Горы закончились. Последний час они продвигались на юг по безжизненным, как старое пожарище, предгорьям. Каменистые склоны стали ниже, а потом и вовсе расползлись по сторонам длинными многомильными осыпями. Появилась скудная растительность – жесткие колючие кусты с маленькими листиками и кактусы. Воздух стал жарче и суше, а к полудню, когда солнце поднялось в зенит, стало по-настоящему, совсем не по-весеннему жарко.
А еще через пару часов паровоз уже катился по плоской, похожей на стол пустыне с разбросанными по ней для разнообразия редкими камнями. Травы вокруг не было вовсе. Часть ее убило солнце да вытеснил низкорослый, стелющийся над землей кустарник. Иногда по обе стороны Рейлы внезапно возникали редкие кактусовые рощи. Кактусы попадались могучие, некоторые в три, а то и больше человеческих роста. Казалось, для того чтобы выживать, им не нужна ни земля, ни вода.

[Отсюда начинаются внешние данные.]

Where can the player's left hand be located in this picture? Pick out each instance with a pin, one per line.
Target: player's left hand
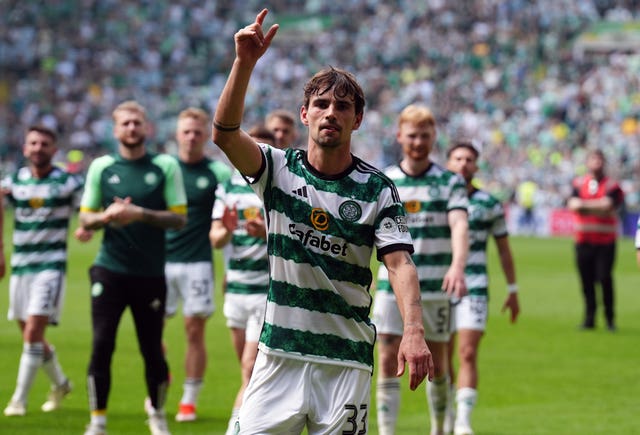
(122, 212)
(513, 305)
(83, 235)
(454, 283)
(415, 353)
(3, 269)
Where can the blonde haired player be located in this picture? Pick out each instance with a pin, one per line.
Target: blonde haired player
(435, 201)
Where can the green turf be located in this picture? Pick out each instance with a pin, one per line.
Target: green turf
(540, 376)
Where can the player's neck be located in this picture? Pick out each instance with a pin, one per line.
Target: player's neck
(42, 172)
(132, 153)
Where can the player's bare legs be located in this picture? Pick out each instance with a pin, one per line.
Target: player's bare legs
(246, 351)
(466, 395)
(195, 363)
(438, 389)
(37, 353)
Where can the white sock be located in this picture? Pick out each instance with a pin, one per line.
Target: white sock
(231, 427)
(30, 362)
(437, 392)
(466, 399)
(451, 410)
(387, 404)
(52, 368)
(99, 419)
(191, 391)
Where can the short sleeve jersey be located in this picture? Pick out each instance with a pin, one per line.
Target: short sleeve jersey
(427, 200)
(321, 235)
(43, 207)
(486, 219)
(247, 263)
(154, 182)
(191, 243)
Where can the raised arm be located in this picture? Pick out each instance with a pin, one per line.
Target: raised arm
(3, 268)
(413, 350)
(122, 212)
(241, 149)
(508, 268)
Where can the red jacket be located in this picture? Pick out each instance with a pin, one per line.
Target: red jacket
(598, 229)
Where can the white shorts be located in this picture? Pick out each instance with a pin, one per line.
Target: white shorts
(193, 283)
(36, 294)
(436, 315)
(471, 312)
(284, 394)
(245, 311)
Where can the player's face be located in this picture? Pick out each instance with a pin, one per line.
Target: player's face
(130, 128)
(462, 161)
(595, 164)
(330, 119)
(191, 135)
(284, 132)
(39, 149)
(416, 139)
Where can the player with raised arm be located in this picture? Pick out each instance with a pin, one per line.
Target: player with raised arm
(189, 259)
(325, 211)
(134, 195)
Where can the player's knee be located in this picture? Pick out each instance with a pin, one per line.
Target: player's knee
(468, 354)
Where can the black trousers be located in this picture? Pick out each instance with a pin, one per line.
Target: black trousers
(111, 293)
(595, 265)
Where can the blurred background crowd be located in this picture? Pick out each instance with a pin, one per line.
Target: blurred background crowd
(535, 83)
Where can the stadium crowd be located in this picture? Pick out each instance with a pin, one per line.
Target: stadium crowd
(504, 72)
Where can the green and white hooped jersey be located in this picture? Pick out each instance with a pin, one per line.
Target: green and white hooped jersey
(321, 234)
(247, 270)
(486, 218)
(191, 243)
(43, 208)
(153, 182)
(427, 199)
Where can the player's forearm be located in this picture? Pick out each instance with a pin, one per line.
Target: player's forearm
(506, 259)
(459, 243)
(219, 235)
(403, 278)
(164, 219)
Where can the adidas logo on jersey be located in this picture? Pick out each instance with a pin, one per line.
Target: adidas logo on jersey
(302, 191)
(322, 242)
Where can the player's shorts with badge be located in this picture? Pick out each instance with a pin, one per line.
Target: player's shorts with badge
(470, 312)
(285, 394)
(435, 316)
(193, 284)
(36, 294)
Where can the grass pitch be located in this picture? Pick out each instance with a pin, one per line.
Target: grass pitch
(539, 376)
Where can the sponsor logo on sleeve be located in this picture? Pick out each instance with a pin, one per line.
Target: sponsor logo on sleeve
(350, 211)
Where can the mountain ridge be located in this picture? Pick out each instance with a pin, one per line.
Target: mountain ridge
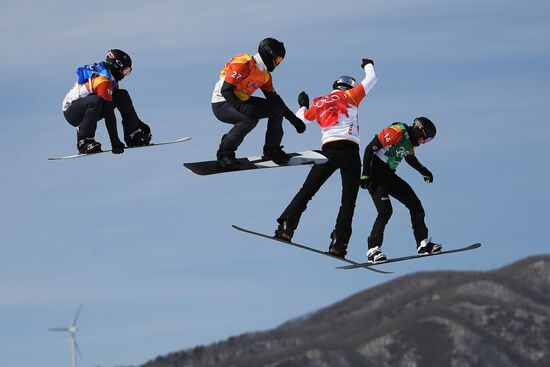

Под прямыми солнечными лучами стало жарко до невозможности. Дремавший на руках у матери малыш проснулся, снова захотел есть, захныкал и заерзал в нечистых тряпках.
Кабина паровоза хорошо продувалась встречным ветром, но разогретая топка излучала жар, который вблизи был совершенно невыносим. Зато на тендере, куда крыша паровозной кабины отбрасывала тень, было относительно прохладно, и Сибилла с бэбиком перешла туда. Малыша отмыли от ночных неприятностей теплой водой, и он стал такой розовый, чистенький и хорошенький, что даже у насупленного настрадавшегося Бегуна улучшилось настроение.
После купания Сибилла завернула бэбика в относительно чистую футболку, найденную на дне рюкзака Тима, накормила еще раз, и малыш тут же сладко уснул под мерное пыхтение паровой машины.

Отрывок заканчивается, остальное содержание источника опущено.